Viral gene sequences represent a rich and valuable source of information about biological processes. Advances in next generation sequencing (NGS) technology over the past decade now provide the opportunity to probe viral population diversity and evolution in unprecedented ways. We developed specialized sequencing strategies to overcome several serious limitations of conventional NGS in analyzing viral populations, including greatly reducing the mis- incorporation and recombination introduced by the preceding PCR step, reducing the errors of the sequencing platform, and revealing sampling depth of the initial viral genomes/templates that are actually represented in the final data set. In this application we will use state-of-the-art NGS to address long-standing issues in HIV-1 population analysis in the context of viral evolution in the absence of therapy, the role of minor variants in predicting failed therapy, and whether the latent reservoir on therapy is replicating. In addition, we will link our sequence data to state-of-the-art evolutionary analysis, and confirm key aspects of our inferences with measures of changing viral phenotypes and host environment.
In Aim 1, we will analyze longitudinal plasma samples from 27 HIV-infected women (from the WIHS cohort) starting with high CD4+ T cell counts until they progress to CD4+ T cell counts of less than 100 cells/L. We will perform multiplexed NGS sequencing to obtain near full length HIV-1 genome sequences. We predict that X4 variants in viral populations first emerge at low abundance and that we will be able to detect them much earlier than previously observed and follow their evolution. In addition, we will investigate longitudinal viral diversity changes in all sequenced regions to assess population dynamics and link these changes to markers of inflammation, CNS damage, CTL response, and the breadth and potency of neutralizing antibodies.
In Aim 2, we will apply multiplexed NGS sequencing as a screening tool for minor drug resistance variants that predict therapy failure. We hypothesize that the potential for drug resistance mutations to mediate escape can occur from minor variants, too minor to be reliably detected with the methods that have been used to date.
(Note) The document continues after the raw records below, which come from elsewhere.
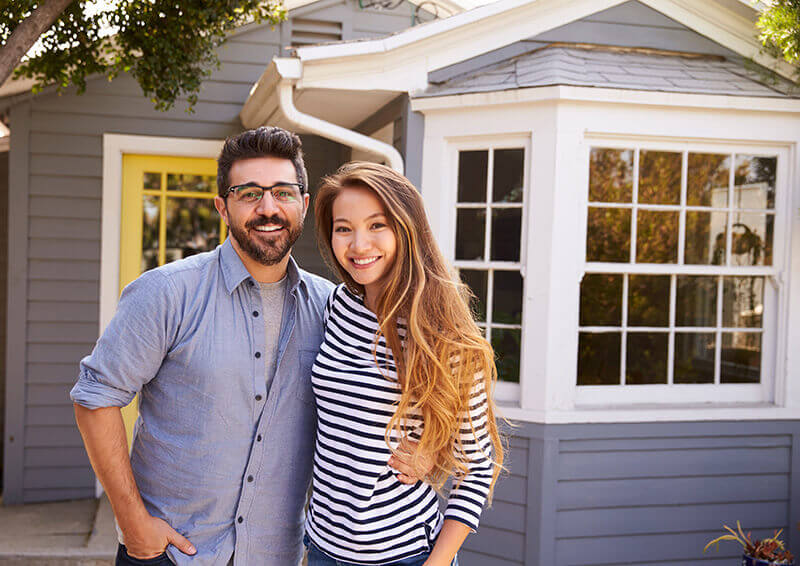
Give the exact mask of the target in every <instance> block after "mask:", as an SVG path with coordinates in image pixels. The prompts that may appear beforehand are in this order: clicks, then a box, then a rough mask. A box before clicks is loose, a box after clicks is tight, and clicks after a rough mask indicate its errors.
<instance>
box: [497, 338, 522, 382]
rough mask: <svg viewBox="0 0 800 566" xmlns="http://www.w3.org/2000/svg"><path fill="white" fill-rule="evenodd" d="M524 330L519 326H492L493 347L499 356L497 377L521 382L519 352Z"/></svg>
mask: <svg viewBox="0 0 800 566" xmlns="http://www.w3.org/2000/svg"><path fill="white" fill-rule="evenodd" d="M521 335H522V331H521V330H519V329H517V328H492V348H494V353H495V355H496V356H497V377H498V379H501V380H502V381H513V382H515V383H519V353H520V348H519V345H520V337H521Z"/></svg>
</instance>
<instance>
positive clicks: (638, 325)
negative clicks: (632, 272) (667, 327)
mask: <svg viewBox="0 0 800 566" xmlns="http://www.w3.org/2000/svg"><path fill="white" fill-rule="evenodd" d="M628 326H669V275H631V276H629V279H628Z"/></svg>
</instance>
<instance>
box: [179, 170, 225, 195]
mask: <svg viewBox="0 0 800 566" xmlns="http://www.w3.org/2000/svg"><path fill="white" fill-rule="evenodd" d="M216 182H217V180H216V178H214V177H213V176H212V175H188V174H184V173H167V190H168V191H196V192H201V193H211V192H216Z"/></svg>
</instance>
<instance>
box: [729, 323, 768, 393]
mask: <svg viewBox="0 0 800 566" xmlns="http://www.w3.org/2000/svg"><path fill="white" fill-rule="evenodd" d="M720 371H721V375H720V382H722V383H758V382H759V381H760V380H761V333H759V332H723V333H722V367H721V368H720Z"/></svg>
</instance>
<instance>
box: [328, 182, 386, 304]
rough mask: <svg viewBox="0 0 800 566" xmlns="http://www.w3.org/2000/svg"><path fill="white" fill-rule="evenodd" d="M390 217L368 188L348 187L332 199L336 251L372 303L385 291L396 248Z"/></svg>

We will analyze samples from four cohorts (Malawi and China) to determine how often minor variants are missed by using Sanger sequencing. We will then link resistance mutations leading to therapy failure with their pretherapy abundance in a case- control design.
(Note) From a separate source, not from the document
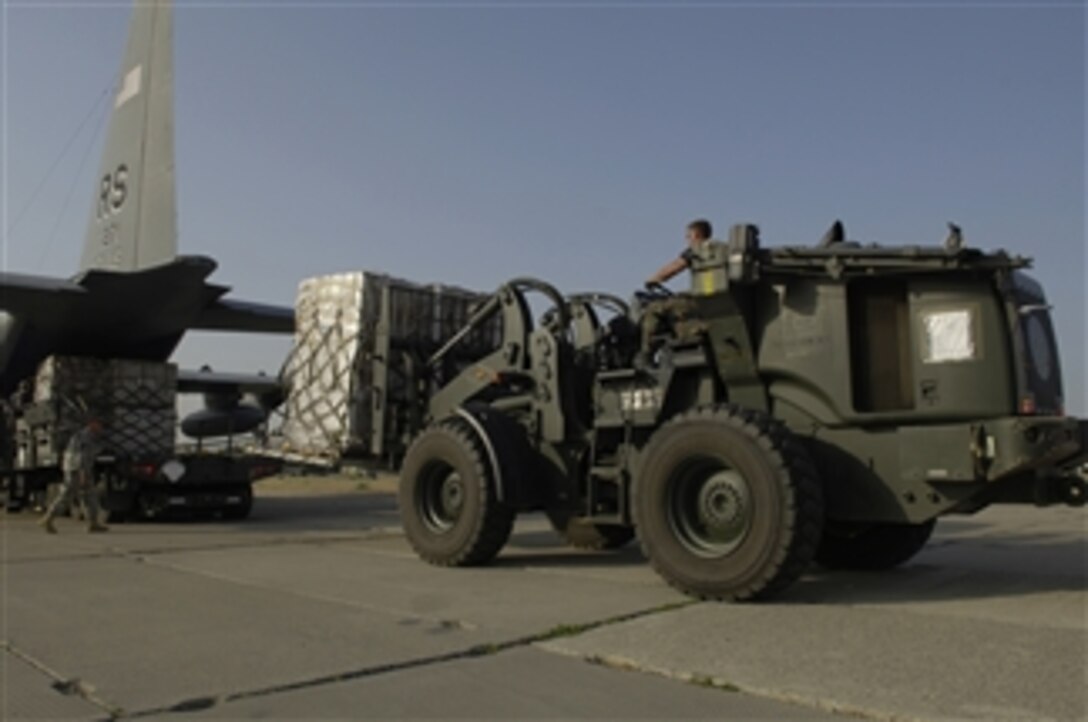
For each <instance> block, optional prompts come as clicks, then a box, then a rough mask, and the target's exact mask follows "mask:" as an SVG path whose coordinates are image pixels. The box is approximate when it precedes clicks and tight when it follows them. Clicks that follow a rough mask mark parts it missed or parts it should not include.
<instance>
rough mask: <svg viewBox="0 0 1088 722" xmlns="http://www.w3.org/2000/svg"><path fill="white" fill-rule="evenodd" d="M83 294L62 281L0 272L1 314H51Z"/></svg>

In Aim 3, we will use near full length genome sequencing of reservoir virus (either outgrowth or rebound) in 13 participants who were infected with a single variant and started therapy early. Potential evolution on therapy will include a focus on extant CTL responses. In this way we will provide a critical test of sequence evolution as a signature of viral replication during years of successful suppressive therapy. With this application we are examining questions that are central to understanding HIV-1 in the absence of therapy, when faced with the selection of antiretroviral drugs, and on successful therapy. Insights into each of these questions can be first approached with the appropriate use of NGS sequencing but in ways that account for the strengths and weaknesses of these platforms. High quality sequence information then leads the way to insights in viral evolution in response to a changing host, in response to drug selection, and in response to apparently suppressive therapy.
Analysis of HIV-1 genomic sequences provides insight into evolutionary mechanisms driven by a changing host, incompletely suppressive drug selection (therapy failure), and suppressive drug pressure (therapy success). Sequencing technologies have changed our ability to examine viral genomes in populations within a person. Information about viral evolution, as gained initially through changes in viral sequences, provides foundational evidence for processes at work at the interface of virus/host/drug interactions.